A special milestone for the Saints was the August 1985 dedication of the Johannesburg South Africa Temple. For many Saints, the temple has become a part of their lives—they attend regularly and are very serious about their commitment. Others are learning more about the value of the temple as they serve there.
Sister Sylvia J. Milne, a convert of twenty-nine years and now clerical supervisor in the temple, shares thoughts that represent the feelings of many who serve with her: “It is a great privilege to be a servant in the Lord’s house. A lovely spirit of helpful comradeship is evident among those concerned with the work for the dead.”

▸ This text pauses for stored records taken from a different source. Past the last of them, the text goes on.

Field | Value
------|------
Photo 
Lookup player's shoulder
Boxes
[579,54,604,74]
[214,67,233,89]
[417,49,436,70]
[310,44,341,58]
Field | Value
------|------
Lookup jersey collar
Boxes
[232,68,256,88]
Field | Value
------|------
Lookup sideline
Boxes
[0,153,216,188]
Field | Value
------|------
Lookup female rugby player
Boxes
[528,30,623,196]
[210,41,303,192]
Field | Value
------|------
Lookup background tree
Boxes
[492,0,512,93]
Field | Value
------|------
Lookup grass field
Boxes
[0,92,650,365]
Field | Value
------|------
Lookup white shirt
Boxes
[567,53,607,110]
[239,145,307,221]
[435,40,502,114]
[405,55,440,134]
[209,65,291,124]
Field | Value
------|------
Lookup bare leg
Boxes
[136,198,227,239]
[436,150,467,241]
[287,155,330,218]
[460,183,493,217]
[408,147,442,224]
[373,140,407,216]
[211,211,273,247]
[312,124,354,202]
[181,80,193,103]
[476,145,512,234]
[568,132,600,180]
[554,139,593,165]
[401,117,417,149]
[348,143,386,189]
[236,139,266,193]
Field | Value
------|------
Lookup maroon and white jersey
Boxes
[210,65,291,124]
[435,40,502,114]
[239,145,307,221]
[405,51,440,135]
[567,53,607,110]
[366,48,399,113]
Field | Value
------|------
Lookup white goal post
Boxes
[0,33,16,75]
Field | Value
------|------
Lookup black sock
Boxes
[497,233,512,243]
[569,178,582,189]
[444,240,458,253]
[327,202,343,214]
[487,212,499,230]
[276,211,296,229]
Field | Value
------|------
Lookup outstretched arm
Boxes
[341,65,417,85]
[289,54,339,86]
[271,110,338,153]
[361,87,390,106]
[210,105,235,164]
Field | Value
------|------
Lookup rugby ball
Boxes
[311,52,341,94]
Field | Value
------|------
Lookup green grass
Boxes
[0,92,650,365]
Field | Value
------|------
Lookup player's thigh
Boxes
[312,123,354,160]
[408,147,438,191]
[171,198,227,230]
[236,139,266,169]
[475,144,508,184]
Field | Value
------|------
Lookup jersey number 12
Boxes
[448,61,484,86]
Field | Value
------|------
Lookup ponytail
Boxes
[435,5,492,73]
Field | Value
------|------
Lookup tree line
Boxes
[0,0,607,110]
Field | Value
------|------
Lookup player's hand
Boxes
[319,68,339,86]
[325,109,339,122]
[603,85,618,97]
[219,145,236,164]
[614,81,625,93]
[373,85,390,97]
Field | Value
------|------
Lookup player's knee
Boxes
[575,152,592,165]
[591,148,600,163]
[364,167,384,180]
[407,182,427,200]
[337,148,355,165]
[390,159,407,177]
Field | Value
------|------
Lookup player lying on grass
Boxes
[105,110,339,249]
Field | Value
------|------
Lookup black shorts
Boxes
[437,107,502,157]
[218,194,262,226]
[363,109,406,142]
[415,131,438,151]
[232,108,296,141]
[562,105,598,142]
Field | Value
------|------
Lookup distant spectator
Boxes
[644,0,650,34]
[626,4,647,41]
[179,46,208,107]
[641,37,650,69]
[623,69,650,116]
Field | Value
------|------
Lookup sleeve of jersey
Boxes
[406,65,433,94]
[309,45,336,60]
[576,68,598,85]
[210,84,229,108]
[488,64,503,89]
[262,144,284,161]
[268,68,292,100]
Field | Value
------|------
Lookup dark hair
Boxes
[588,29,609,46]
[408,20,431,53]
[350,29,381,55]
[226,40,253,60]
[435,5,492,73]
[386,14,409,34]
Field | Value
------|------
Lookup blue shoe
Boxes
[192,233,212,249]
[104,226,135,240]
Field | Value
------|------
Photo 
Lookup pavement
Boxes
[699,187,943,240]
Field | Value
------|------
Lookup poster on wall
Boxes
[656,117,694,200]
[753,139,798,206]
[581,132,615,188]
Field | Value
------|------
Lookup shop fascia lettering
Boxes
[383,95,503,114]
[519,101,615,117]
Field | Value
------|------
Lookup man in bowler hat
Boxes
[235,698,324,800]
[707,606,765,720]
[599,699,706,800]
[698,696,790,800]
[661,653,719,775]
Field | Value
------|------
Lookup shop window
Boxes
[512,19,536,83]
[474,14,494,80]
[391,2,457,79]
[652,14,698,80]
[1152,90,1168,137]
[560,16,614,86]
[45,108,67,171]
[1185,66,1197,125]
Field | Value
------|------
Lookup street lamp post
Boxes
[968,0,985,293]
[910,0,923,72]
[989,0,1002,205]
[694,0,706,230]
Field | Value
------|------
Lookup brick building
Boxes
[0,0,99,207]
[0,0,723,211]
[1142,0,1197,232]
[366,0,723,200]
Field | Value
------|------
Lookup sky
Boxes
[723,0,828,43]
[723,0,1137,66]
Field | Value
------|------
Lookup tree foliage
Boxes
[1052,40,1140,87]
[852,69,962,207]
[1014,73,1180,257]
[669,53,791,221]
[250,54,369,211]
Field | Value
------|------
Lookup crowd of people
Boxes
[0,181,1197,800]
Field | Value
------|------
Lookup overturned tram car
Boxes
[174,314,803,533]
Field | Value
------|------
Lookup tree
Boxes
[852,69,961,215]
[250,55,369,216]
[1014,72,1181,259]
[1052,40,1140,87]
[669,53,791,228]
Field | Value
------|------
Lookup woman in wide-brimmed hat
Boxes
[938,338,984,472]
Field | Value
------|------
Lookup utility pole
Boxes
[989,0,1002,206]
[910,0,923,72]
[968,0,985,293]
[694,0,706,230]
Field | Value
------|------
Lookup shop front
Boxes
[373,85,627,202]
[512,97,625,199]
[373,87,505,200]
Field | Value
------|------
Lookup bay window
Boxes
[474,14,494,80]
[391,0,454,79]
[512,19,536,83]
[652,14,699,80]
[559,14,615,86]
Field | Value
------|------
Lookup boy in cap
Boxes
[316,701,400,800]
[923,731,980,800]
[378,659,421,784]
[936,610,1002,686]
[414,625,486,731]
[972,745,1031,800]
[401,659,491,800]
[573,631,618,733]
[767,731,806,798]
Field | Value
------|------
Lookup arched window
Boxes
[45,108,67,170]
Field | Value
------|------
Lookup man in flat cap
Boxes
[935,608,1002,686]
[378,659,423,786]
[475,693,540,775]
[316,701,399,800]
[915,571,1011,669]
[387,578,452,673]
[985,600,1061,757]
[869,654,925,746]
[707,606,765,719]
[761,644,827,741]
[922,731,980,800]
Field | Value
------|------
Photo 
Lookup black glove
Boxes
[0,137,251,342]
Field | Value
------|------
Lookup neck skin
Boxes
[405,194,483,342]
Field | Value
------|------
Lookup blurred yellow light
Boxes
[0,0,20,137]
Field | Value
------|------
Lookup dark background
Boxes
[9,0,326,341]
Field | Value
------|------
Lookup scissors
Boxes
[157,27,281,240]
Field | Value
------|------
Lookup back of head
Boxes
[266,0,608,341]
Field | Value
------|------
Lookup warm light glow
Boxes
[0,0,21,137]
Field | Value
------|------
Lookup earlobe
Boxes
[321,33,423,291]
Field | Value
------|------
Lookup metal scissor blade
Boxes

With the new temple in their midst as tangible witness of the Lord’s love for them, South African Saints may look to the future with quiet hearts, remembering Jesse Haven’s assessment of his mission in December 1855 as he left South Africa: “I feel that the Lord has blessed us. The foundation of a good work has been laid in this land and a seed has been sown.” It is a seed well-rooted now, matured, and bearing precious fruit.
A Cosmopolitan Nation
South Africa has a certain feeling of space, grandeur, and majesty about it. The Indian and Atlantic Oceans meet at its southern tip, while inland, on the Great Karoo plateau, one may see a nearly unbroken horizon in any direction. In the Kalahari Gemsbok National Park in the northwest, or in the Kruger National Park in the northeast, one finds the kind of wildlife for which Africa is famous. Historic Capetown, the nation’s mother city and legislative capital, and vibrant Johannesburg, “city of gold,” rank with the great cities of the world.
A cosmopolitan nation with its roots deep in Black history, South Africa developed its European influence as early as the fifteenth century. Portuguese navigator Bartholomew Diaz made landfall at Mossel Bay, some 400 kilometers east of present-day Capetown, in 1488. Two hundred years later, the Dutch East India Company established a refreshment station at the Cape for its trading fleet. Successive waves of colonists, chiefly from France, Germany, and Britain, helped develop the land.
Operations of the Dutch East India Company brought many Dutch to South Africa. Their descendants, along with the descendants of German and French immigrants, are the majority of today’s Afrikaners, speaking their own language—Afrikaans. They make up about 60 percent of South Africa’s white population. The other 40 percent are mainly English-speaking descendants of people who emigrated from Great Britain before and during the period of British rule that followed Dutch control together with more recent immigrants.